En outre, notre gouvernement et notre administration doivent effectuer un travail d’introspection. Une des fonctions premières de l’Etat guinéen est la conception et la mise en œuvre d’une politique économique réaliste apportant des résultats tangibles. Or à ce jour nombre de citoyens n’ont plus confiance en l’administration. De même, les bailleurs de fonds, les observateurs économiques ainsi que les investisseurs étrangers sont réservés quant à la capacité de notre pays à prendre des décisions avisées et à les appliquer de façon uniforme et évaluable.
Rompre avec cette réputation déplorable requiert notamment de mettre un terme à l’improvisation et d’avoir à l’esprit la complexité de la mise en œuvre de certaines déclarations lourdes de promesses. Notre pays ne pourra négocier en position de force avec les compagnies minières étrangères que dès lors qu’il aura procédé à une évaluation sans complaisance de ses atouts et de ses faiblesses.
Il convient en effet de garder présent à l’esprit que tout investisseur craint les remises en cause de conventions préalablement signées par des responsables politiques. La sécurité juridique constitue la clef de voûte de toute stratégie de fidélisation et d’attraction d’investisseurs.
Dès lors que l’on adopte une approche constructive et graduelle, un tempérament peut être apporté à cette règle cardinale. On pourra par exemple procéder à l’amendement d’une convention paraphée par des officiels guinéens si elle est entachée de nullité (convention conclue par une personne qui n’avait pas le pouvoir d’engager la société, convention conclue en violation des dispositions légales applicables, etc.).

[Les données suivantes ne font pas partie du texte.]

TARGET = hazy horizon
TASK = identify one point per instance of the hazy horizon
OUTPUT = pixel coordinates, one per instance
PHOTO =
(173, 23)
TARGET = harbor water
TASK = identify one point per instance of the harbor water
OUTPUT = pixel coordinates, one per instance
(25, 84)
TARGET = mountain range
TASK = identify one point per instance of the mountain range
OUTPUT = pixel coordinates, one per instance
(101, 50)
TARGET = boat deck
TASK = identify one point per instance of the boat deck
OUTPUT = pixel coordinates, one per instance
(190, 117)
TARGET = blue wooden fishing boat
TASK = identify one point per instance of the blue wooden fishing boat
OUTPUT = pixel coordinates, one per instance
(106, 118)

D’autres atouts à valoriser
Mais il convient dès maintenant d’envisager notre développement économique à moyen terme en identifiant les mesures permettant de tirer le meilleur parti de l’exploitation de nos ressources. En effet, les recettes minières ne constituent pas la seule rémunération possible à la portée de l’Etat. D’autres mesures peuvent être rapidement mises en place. A titre d’exemple, on peut offrir un allègement fiscal aux entreprises qui réinvestissent une partie de leurs revenus dans des activités génératrices d’emplois en Guinée.

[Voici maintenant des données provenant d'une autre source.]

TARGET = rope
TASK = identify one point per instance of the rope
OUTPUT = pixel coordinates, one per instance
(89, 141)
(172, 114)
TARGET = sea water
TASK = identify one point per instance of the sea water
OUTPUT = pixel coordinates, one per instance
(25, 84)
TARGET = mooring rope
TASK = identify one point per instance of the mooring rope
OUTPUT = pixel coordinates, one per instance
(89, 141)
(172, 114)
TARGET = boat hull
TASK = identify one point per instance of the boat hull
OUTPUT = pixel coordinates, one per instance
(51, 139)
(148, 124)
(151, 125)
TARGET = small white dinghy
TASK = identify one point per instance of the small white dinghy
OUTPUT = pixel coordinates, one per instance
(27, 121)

L’Etat peut également négocier un transfert progressif de connaissances au moyen d’élaboration de politiques de formation et de recrutement d’ouvriers supérieurs et de cadres Guinéens. Enfin, des hommes d’affaires Guinéens pourraient être incités à se regrouper et investir dans des domaines stratégiques liés à l’économie minière.
A plus long terme, on peut appeler de nos vœux la constitution de structures financées par l’Etat Guinéen en vue de se constituer des sommes importantes de liquidités - à l’instar de Gazprom en Russie. Cependant deux pré requis s’imposent à l’Etat : recréer un Etat de droit et une administration dignes de confiance et provisionner des fonds considérables afin de se doter de structures pouvant former des joint-venture avec des multinationales.
De nos jours, l’Etat guinéen n’est pas en mesure de jouer son rôle d’argentier et de re-distributeur des richesses. Cette incapacité est le principal frein à tout développement et il appartient aux guinéens d’y mettre un terme. Le signal le plus important que le gouvernement puisse émettre à ce propos est moins la détermination face aux compagnies étrangères que la mise en place d’une méthode de gouvernement.
Dès lors que cette dernière fera place à la concertation, à la transparence et permettra aux populations d’être informées, les efforts requis par le changement seront compris et soutenus par le plus grand nombre. Cette méthode démocratique accroîtra la qualité du climat social et aura des effets positifs sur l’environnement des affaires que les investisseurs ne manqueront pas d’apprécier.